Vocational learning matters. Mass youth and graduate unemployment has taken root in
many countries around the world and governments now recognise that an
educational system too weighted towards academic subjects may do as much harm
as good. Economies with a good blend of academic and vocational, such as
Germany and some countries in the Far East flourish, while those that have the
dead hand of history on their education systems falter. Everyone has to leave
school sometime and to leave vocational learning poorly funded is a mistake,
Criticism
The University of Phoenix,
with over 500,000 students, is now part of the Apollo Group, an international private
educational group, that owns BPP in the UK, and universities in Chile and
Mexico. But it is not without its critics.
The University of Phoenix,
and its clones in private education, have been accused of luring unsuitable
candidates into courses that prove unsuitable, resulting in high drop-out
rates. The result is large numbers of students saddled with debt, that don’t
end up with any real advantage in the job market.
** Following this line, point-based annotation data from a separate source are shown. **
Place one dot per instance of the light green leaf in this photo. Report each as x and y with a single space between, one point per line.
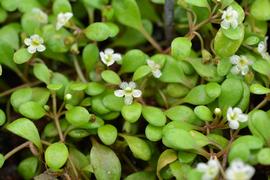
127 13
56 155
105 163
26 129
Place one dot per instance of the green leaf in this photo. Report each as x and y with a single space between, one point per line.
264 156
154 115
105 163
127 13
168 156
132 113
260 10
21 56
184 139
42 72
132 60
2 117
113 102
107 134
153 133
141 72
94 88
111 77
239 151
90 56
100 31
61 6
198 96
32 110
141 175
259 89
2 160
181 48
204 113
225 46
26 129
199 3
234 33
138 147
181 113
56 155
77 116
28 167
231 93
20 96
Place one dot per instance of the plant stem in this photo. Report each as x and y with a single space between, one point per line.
18 148
78 69
56 118
150 39
5 93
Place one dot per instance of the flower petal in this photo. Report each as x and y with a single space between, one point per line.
119 93
128 100
136 93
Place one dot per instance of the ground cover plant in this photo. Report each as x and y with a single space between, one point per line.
134 89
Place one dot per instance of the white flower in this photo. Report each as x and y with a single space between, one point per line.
155 68
108 57
34 43
234 116
210 169
241 64
229 18
239 171
128 91
40 15
62 19
262 48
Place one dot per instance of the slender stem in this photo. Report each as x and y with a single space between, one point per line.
56 118
150 39
5 93
78 69
17 149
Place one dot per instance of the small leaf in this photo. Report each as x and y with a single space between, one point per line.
2 160
90 56
98 31
181 48
2 117
107 134
42 72
204 113
264 156
168 156
105 163
127 13
132 113
260 10
141 72
231 93
154 116
132 60
28 167
32 110
111 77
153 133
21 56
259 89
25 128
77 116
56 155
138 147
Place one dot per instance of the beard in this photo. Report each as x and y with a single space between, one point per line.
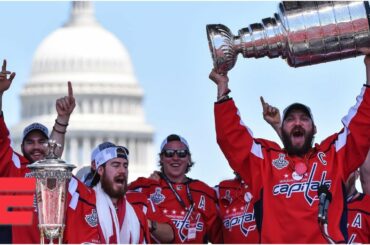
297 150
107 185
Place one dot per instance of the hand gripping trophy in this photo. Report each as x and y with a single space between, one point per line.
302 33
52 175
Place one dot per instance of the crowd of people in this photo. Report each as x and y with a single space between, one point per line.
302 193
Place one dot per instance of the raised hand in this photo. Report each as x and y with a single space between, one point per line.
5 78
222 81
66 104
Sperling has responded, by
some pretty tough lobbying in Washington, arguing that his model enfranchised
huge numbers of people and that drop-out is common in many traditional
educational institutions, and that one would expect it to be higher in his
demographic.
In his book For-profit
Higher Education: Developing a World Class Workforce (1997), a look at three
types of funded education; 1) public, 2) not-for-profit and 3) for-profit, he gave
an analysis that showed public and not-for-profit education incurred state costs
of several thousand dollars a year, compared to the gains of several hundreds
of dollars a year for students from for-profit organisations. This is an
interesting analysis in that it attempts to lay bare the complete (and complex)
cost model. Sperling has a PhD in Economics from Cambridge and understands the cost
variables that are often quietly ignored by those justifying ever-higher levels
of state funding in education. This has turned into a complex, but healthy,
debate in the US around the true cost of education, including drop-out rates, defaults
on loans, lost opportunity costs and so on, something that is starting to
happen elsewhere in the world, as debt-driven, economic woes stalk the planet.
Whatever, your political beliefs, it is vital we address the true economics of
education, to optimise the system as we go forward.
Conclusion
Sperling is a provocateur,
constantly at odds with the establishment views on education and other topics
but has always been committed to students from poor backgrounds. His principles
include; ignoring
your detractors, taking ‘bet-your shirt’ risks, challenging authority and never
setting a goal.
This unorthodox approach to
education and business has broken the mould and shown that online education
works on scale for adults who won’t or can’t conform to traditional timetables
and courses. As one of the most successful examples of online learning on the
planet Sperling is a true innovator in online learning.
Bibliography
Sperling, John (1997). For-profit
Higher Education: Developing a World Class Workforce. Transaction Publishers, U.S.
Sperling, John (2000). Rebel With a Cause. Transaction Publishers, U.S.
Sperling, John (2005). The
Great Divide: Retro Vs. Metro America.
Polipoint Press.
2 comments:
Thanks Donald for spotlighting the importance of this rebel. I got my MBA from the University of Phoenix and my PhD from Capella University. Traditionalists tend to show me disrespect. But, because of Sperling's inspiration/vision and the real-world skills I got in both programs, I laugh at those traditionalists as I innovate and push the limits of my profession.
Great inspiration. Thank you for this very informative post.